Watkins appeared as himself in the 1973 documentary film Manson. The film featured music composed and performed by Watkins and Brooks Poston, the other Family defector who testified against Manson. For a period, Watkins and Poston performed music in clubs in the Inyo County area under the band name "Desert Sun", Inyo County being the location of the desert ranches to which Watkins first came with Manson.

===CNN interview and My Life with Charles Manson===
In 1989, after he had been diagnosed with cancer, Watkins appeared on CNN's Larry King Live. The segment was hosted by Maureen Reagan.
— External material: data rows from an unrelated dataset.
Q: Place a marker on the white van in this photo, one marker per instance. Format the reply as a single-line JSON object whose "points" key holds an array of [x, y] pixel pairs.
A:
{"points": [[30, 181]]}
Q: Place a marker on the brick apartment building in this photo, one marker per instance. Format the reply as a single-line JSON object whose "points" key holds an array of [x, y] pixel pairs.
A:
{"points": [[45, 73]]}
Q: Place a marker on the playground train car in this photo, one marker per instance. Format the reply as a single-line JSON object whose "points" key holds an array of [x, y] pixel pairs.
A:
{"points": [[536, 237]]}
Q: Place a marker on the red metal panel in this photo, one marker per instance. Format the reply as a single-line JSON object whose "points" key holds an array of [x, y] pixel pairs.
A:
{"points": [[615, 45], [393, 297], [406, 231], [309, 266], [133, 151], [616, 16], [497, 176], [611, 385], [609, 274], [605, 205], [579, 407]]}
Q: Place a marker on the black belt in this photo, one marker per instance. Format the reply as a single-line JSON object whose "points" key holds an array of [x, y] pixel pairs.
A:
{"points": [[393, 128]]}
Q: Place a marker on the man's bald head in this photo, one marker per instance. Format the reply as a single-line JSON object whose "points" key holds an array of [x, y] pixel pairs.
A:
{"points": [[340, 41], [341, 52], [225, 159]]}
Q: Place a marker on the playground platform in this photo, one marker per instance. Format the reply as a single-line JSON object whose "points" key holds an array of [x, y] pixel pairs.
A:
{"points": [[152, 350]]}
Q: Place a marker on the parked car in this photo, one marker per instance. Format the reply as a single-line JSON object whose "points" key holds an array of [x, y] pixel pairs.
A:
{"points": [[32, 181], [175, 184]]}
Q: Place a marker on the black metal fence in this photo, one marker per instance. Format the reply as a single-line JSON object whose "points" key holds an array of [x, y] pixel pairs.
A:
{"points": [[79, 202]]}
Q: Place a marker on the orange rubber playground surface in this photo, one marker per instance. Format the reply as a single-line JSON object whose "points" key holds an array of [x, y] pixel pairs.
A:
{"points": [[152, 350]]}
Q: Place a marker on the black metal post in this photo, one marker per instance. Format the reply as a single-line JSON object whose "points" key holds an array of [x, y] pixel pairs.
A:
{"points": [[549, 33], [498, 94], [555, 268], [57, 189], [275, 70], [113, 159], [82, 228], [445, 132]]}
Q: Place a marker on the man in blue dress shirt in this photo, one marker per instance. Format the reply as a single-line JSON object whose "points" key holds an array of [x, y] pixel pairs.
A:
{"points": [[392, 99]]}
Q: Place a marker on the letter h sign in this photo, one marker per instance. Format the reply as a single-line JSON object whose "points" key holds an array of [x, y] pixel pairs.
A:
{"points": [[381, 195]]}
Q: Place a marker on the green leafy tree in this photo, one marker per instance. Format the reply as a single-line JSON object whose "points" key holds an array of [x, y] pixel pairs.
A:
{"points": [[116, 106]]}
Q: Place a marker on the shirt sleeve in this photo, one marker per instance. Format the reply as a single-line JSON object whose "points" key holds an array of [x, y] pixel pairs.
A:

During the interview, a woman identifying herself as "Jenny" called in and conversed with Watkins and Reagan. Jenny said she had begun living with the Family "about six months after the murders." Watkins recognized the caller and questioned the direction of her remarks ("I mean where are we going with this?").

In My Life with Charles Manson, the 1979 book Watkins co-authored with Guillermo Soledad, he had spoken of "Ginny". She was a girl new to the Family around February 1970, and with whom, on the suggestion of Family member Squeaky Fromme, he had conspired to slip a dose of LSD to Family member Bruce Davis, during the latter's trial at that time for auto theft. This conspiratorial activity had taken place before the decision by Watkins to testify against Manson.

===Death===
Watkins died in 1990 at age 40, of leukemia. He was the unofficial mayor of Tecopa, a small Death Valley town, where he lived with his second wife and their two daughters, one of whom is writer Claire Vaye Watkins.